Kala itu, Zulfian berpikir untuk membuat bermacam-macam kotak yang bisa digunakan menyimpan berbagai barang, mulai perhiasan, tempat tisu, hingga plakat penghargaan. Kerajinan itu kemudian diberi label V&V Craft.

Berbeda dengan Catur, inspirasi pertama untuk membuat kerajinan berbahan kayu adalah membuat topeng cat. Dimulai sejak 1996, dia nekat menjalankan usaha dengan modal Rp 1,5 juta.

Kebetulan, bahan bakunya mudah didapat di sekitar tempat tinggalnya dulu, di kawasan Jogonalan, Bantul-Yogyakarta.

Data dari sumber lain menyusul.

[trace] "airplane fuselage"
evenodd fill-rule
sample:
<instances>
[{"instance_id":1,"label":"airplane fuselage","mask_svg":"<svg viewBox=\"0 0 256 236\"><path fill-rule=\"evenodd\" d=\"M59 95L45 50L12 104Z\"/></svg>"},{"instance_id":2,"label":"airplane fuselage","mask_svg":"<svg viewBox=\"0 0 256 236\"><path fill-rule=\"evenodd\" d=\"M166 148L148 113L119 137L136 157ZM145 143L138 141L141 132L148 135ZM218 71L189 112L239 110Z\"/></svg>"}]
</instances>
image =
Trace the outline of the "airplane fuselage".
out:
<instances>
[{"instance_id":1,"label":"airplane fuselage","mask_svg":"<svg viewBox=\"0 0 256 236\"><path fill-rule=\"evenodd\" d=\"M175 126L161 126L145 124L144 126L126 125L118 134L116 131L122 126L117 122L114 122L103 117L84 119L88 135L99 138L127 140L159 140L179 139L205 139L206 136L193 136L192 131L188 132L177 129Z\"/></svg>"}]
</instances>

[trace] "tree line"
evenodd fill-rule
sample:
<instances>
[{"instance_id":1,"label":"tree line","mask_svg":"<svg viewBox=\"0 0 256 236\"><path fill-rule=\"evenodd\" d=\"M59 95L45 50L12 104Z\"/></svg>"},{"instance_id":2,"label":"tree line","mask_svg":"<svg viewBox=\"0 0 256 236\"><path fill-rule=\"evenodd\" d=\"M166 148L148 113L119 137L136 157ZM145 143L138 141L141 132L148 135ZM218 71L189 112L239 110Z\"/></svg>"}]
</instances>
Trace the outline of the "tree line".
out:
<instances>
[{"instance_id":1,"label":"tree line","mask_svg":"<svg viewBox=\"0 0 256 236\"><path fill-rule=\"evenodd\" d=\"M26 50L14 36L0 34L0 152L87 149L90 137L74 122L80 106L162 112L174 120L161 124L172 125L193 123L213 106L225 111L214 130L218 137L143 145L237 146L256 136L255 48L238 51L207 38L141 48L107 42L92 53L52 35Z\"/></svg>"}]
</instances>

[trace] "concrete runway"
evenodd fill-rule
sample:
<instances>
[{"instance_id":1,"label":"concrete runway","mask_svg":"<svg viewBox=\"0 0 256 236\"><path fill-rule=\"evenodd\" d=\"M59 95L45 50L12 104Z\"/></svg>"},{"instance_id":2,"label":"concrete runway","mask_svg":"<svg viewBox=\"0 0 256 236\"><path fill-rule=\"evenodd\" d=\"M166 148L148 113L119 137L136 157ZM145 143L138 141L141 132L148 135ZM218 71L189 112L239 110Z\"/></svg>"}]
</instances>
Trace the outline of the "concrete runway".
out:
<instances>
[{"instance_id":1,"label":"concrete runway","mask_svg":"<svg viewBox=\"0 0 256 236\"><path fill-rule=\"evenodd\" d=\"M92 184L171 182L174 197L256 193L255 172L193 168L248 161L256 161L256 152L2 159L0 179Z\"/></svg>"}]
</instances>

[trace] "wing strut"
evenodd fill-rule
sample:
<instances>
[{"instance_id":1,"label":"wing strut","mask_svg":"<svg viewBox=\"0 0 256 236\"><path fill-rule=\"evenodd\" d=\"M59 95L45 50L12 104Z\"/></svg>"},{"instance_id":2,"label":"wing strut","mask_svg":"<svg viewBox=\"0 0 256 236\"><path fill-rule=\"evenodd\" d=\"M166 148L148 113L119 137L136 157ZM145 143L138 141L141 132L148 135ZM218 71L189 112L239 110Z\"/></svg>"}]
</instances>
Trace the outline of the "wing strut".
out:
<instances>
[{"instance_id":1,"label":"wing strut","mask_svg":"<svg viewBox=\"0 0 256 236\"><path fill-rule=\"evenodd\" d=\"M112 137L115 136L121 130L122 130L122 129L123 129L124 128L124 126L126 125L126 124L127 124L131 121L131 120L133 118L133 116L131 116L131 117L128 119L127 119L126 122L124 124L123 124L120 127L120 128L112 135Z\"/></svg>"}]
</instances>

Kerajinan yang dibuat Catur cenderung berbeda dengan topeng kayu ciptaan perajin lain. Catur turut mengaplikasikan kelihaiannya membatik pada kayu. Kini, kerajinan itu lebih dikenal dengan batik kayu.

"Selain topeng, kami membuat pigura, patung, dan juga tongkat. Daya tarik ada pada motif batik yang atraktif tetapi terkesan klasik," ujar Catur.

Sama dengan Zulfian, Catur juga sudah memiliki label dagang sendiri, yaitu Catur Batik Wood. Bisnis itu kemudian berkembang dengan cepat. Kini, ia sudah memiliki beberapa outlet yang tersebar di Jakarta dan Bali.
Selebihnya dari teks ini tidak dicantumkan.